Под рубашками, в среднем ящике, лежат фотографии его родителей. В эту кожаную дорожную папку он положил их когда-то, отправляясь через Париж в Америку. Что, какое предчувствие заставило его сунуть их в последнюю минуту в чемодан? Не сделай он этого, лица родителей остались бы лишь в памяти тех немногих, которые знали их и до сих пор живы. Пока живы.
Айрис задержалась внизу. Домой ехали молча: она даже не пыталась искать слова утешения и он ей за это благодарен. Потому что слов таких просто нет… Раскрывая папку, он подумал, что Айрис, должно быть, ее видит, когда убирает в шкаф его вещи. Но она никогда не упоминает о фотографиях, и за это он тоже благодарен.
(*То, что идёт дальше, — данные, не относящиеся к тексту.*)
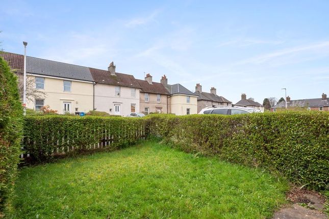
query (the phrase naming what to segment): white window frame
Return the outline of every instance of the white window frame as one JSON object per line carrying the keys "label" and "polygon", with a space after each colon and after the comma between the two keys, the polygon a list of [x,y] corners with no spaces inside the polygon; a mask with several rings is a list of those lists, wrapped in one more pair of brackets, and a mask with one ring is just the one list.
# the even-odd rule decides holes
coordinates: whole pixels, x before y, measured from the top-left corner
{"label": "white window frame", "polygon": [[[132,111],[132,109],[134,107],[134,112]],[[131,103],[130,104],[130,112],[131,113],[136,113],[136,103]]]}
{"label": "white window frame", "polygon": [[136,97],[136,88],[132,88],[130,90],[130,94],[132,97]]}
{"label": "white window frame", "polygon": [[[42,100],[43,105],[37,105],[37,100]],[[44,99],[35,99],[34,100],[34,108],[35,109],[36,111],[39,111],[39,110],[40,110],[40,109],[37,110],[37,106],[41,106],[40,108],[44,106]]]}
{"label": "white window frame", "polygon": [[189,96],[186,96],[186,102],[187,103],[189,103],[190,101],[191,101],[190,97]]}
{"label": "white window frame", "polygon": [[149,101],[149,95],[148,95],[148,93],[145,93],[144,95],[145,101],[148,102]]}
{"label": "white window frame", "polygon": [[145,115],[148,115],[148,114],[149,113],[149,108],[145,107],[145,108],[144,109],[144,113],[145,113]]}
{"label": "white window frame", "polygon": [[115,87],[114,88],[114,96],[116,97],[119,97],[120,95],[121,88],[120,87],[120,86],[115,86]]}
{"label": "white window frame", "polygon": [[[43,83],[37,83],[37,78],[40,78],[40,79],[43,79]],[[40,89],[40,90],[44,90],[44,77],[35,77],[35,89]],[[38,86],[37,85],[38,84],[42,84],[42,88],[38,88]]]}
{"label": "white window frame", "polygon": [[[65,87],[69,87],[67,85],[65,85],[65,82],[69,82],[70,83],[70,90],[69,91],[65,91]],[[64,92],[70,92],[72,91],[72,81],[70,80],[63,80],[63,91]]]}

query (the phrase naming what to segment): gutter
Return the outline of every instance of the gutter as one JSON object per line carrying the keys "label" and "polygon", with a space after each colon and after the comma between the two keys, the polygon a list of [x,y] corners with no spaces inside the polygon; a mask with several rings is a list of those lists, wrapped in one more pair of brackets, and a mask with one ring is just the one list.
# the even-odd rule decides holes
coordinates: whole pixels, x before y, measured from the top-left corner
{"label": "gutter", "polygon": [[95,111],[95,85],[97,83],[95,81],[92,83],[93,94],[92,94],[92,111]]}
Родители снимались в тот период жизни, когда молодость сменяется гордой, достойной зрелостью. Люди средних лет. Отец в элегантном офицерском кителе времен Первой мировой; лицо соответствует форме: строгое, почти суровое. Мама в платье из модного тогда мягкого шелка, с кружевом на подоле; жемчужные бусы спускаются до самого пояса. Она была стройной и держалась очень прямо. «В моем детстве девочек учили не горбиться», — говорила она всегда. Так же ли прямо, не горбясь, вошла она в этот фургон, или товарняк, или в чем там они возили людей на смерть?